The Correct Option is D

The fundamental frequency \( f \) of a stretched string is given by the formula: \[ f = \frac{1}{2L} \sqrt{\frac{T}{\mu}} \] where: - \( L \) is the length of the string,
- \( T \) is the tension in the string,
- \( \mu \) is the mass per unit length of the string.

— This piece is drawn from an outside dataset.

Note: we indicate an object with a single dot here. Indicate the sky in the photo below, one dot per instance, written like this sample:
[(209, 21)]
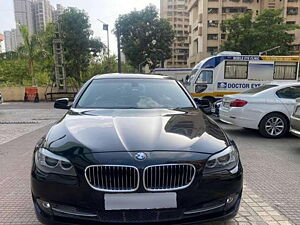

Since the tension \( T \) and mass per unit length \( \mu \) remain constant, the frequency is inversely proportional to the length of the string: \[ f \propto \frac{1}{L} \] Let \( f_1 \) and \( f_2 \) be the fundamental frequencies for strings of lengths \( L_1 = 1 \, {m} \) and \( L_2 = 0.75 \, {m} \), respectively. From the proportionality, we have: \[ \frac{f_1}{f_2} = \frac{L_2}{L_1} \] Substitute the given values: \[ \frac{3}{f_2} = \frac{0.75}{1} \quad \Rightarrow \quad f_2 = \frac{3}{0.75} = 4 \, {Hz} \] Thus, the fundamental frequency of the stretched string of length 0.75 m is 4 Hz.
Therefore, the correct answer is option (D), 4 Hz.